Monsieur le Plénipotentiaire, cher Klaus Wowereit,
Monsieur le Directeur général du Musée Historique Allemand,
Monsieur le Professeur Wolf Lepenies,
Madame Marie Hartmann,
Monsieur Schokenhoff,
Monsieur l'Ambassadeur de France,
Mesdames et Messieurs les représentants des éditions Nathan et Klett,
Mesdames et Messieurs, mes chers amis,
En 2003, nos deux gouvernements décidaient de donner suite à une proposition originale du Parlement franco-allemand des jeunes, réuni à Berlin à l'occasion du 40ème anniversaire du Traité de l'Elysée : élaborer un manuel d'histoire commun pour les lycéens de nos deux pays. Beaucoup ont alors pensé que le pari était audacieux, certains croyaient même qu'il était impossible à tenir. Ce pari a pourtant été tenu.
En effet, il y a deux ans, le premier volume du manuel d'histoire franco-allemand, destinés aux élèves français de classe terminale et aux élèves allemands de classe 12 ou 13, fut lancé à Péronne d'abord, puis à Sarrebruck.

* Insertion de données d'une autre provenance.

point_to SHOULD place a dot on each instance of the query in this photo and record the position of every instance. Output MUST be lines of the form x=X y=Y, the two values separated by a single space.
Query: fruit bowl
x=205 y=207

Il y a trois mois, ici même à Berlin, nous présentions à la presse la maquette du 2ème volume, destiné aux élèves allemands de classe 11 ou 12 et aux élèves français de 1ère. Aujourd'hui, nous sommes à nouveau réunis pour présenter la version définitive du deuxième volume du manuel franco-allemand.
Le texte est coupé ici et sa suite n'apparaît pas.